Pak Sony langsung melanjutkan khotbah. Dia pegang tangan kiri saya dan pegang tangan kanan si Stefanus Adrian. Stefanus Adrian saat itu dijadikan sebagai kuasa terang (malaikat) dan gue adalah setannya. "Jadi ketika kita bertobat, Tuhan akan membenturkan kuasa kegelapan dalam diri kita kepada kuasa terang." Pak Sony bicara begitu sambil menarik saya dan menarik tangan Stefanus Adrian seperti mau membenturkan. "Saat benturan terjadi, tentu kuasa Tuhan akan mengalahkan si jahat karena kita adalah lebih dari pemenang. Sekarang saya minta kuasa kegelapan maksudnya Stefanus yang ini (nunjuk saya) untuk berbaring di atas mimbar."
Sebentar, sebentar. Saya Stefanus Sani, umur sudah 25 tahun, sudah punya job yang lumayan banget sekarang harus berbaring di atas mimbar di hadapan ratusan orang? Saya mencoba berbisik ke Pak Sony, "Om, beneran ini saya harus jatuh?" "Ya benar dong, karena kuasa kegelapan (setan) telah dikalahkan dan kuasa terang (malaikat) telah ditinggikan." Nasib, nasib. Sudah dijadiin setan yang dikalahkan, sekarang saya harus berbaring di atas mimbar.
Saya turuti maunya si om, saya pun berbaring di atas mimbar dan Pak Sony mulai melanjutkan khotbah tentang kuasa gelap yang telah dihancurkan. Ada kali sekita satu menit saya berbaring dan saya yakin banget Pak Sony sengaja ngelama-lamain. Saya menunggu hingga si om pura-pura sadar sambil ngomong, "Aduh saya lupa ada kuasa kegelapan yang belum dibangkitkan."

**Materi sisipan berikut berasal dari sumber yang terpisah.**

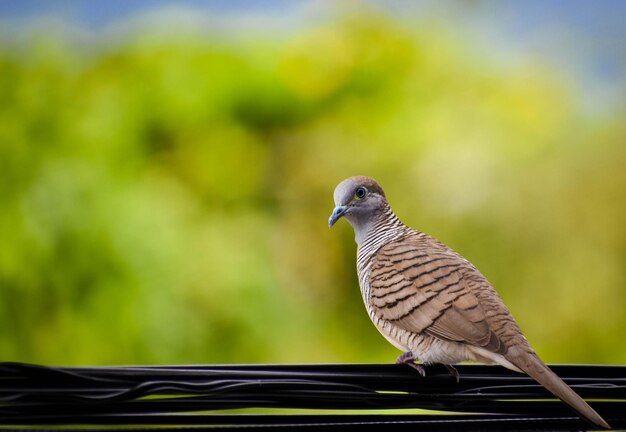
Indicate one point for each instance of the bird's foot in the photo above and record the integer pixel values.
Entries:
(453, 372)
(408, 358)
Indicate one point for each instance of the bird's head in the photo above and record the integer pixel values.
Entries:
(358, 199)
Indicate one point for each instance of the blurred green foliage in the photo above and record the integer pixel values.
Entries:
(165, 199)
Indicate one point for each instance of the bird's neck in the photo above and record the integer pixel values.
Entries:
(372, 234)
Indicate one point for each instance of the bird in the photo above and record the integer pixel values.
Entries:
(432, 303)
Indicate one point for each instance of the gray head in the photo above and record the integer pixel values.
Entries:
(360, 200)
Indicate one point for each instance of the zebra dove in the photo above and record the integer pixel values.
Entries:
(432, 303)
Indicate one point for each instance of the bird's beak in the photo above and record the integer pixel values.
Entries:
(337, 213)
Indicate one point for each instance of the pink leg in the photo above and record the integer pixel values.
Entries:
(409, 359)
(453, 372)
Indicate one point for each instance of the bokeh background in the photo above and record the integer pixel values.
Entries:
(167, 169)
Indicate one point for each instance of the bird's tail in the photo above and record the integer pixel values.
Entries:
(533, 366)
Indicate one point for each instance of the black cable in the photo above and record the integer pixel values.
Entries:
(490, 395)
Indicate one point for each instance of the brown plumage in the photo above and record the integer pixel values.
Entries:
(432, 303)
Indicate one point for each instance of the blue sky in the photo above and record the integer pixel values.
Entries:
(585, 39)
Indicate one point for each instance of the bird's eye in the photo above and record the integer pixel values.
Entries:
(360, 192)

Semua orang tertawa enggak nahan dan ada satu teman saya si Yuli Suhendar, panggilan dia Yuli, tapi panggilan sayang saya ke dia adalah Hendar. Ini si Hendar dari saya maju ke depan sampai saya dijadiin setan yang dikalahkan ketawa terus dan cekikikan terus. Saya memang sering banget gangguin dia, dan rasanya semua dendam dia ke saya benar-benar terbayar lunas saat itu juga.
Beberapa minggu setelah kejadian nista itu, saya lagi ikutan rapat buat perayaan Paskah. Kebetulan saat itu saya masuk struktur panitia Paskah. Lagi seru-serunya ngomongin soal rencana Paskah, si Hendar kayak mau ngomong sesuatu, tapi ditahan-tahan terus. Setelah diberi kesempatan buat ngomong, sambil menahan tawa dia ngomong, "Saya ada usul bagaimana kalau buat Natal nanti, kita undang lagi Pak Sony untuk jadi pembicaranya. Saya pengen lihat Kak Stefanus jadi kuasa kegelapan lagi." Semua orang langsung tertawa ngakak mendengar ide itu, malah banyak orang yang setuju kalau Pak Sony dijadiin pembicara Natal lagi. Hendar.....!!!!!!!!!!!! (Cerita ini dikirim oleh Stefanus Sani, Bandung)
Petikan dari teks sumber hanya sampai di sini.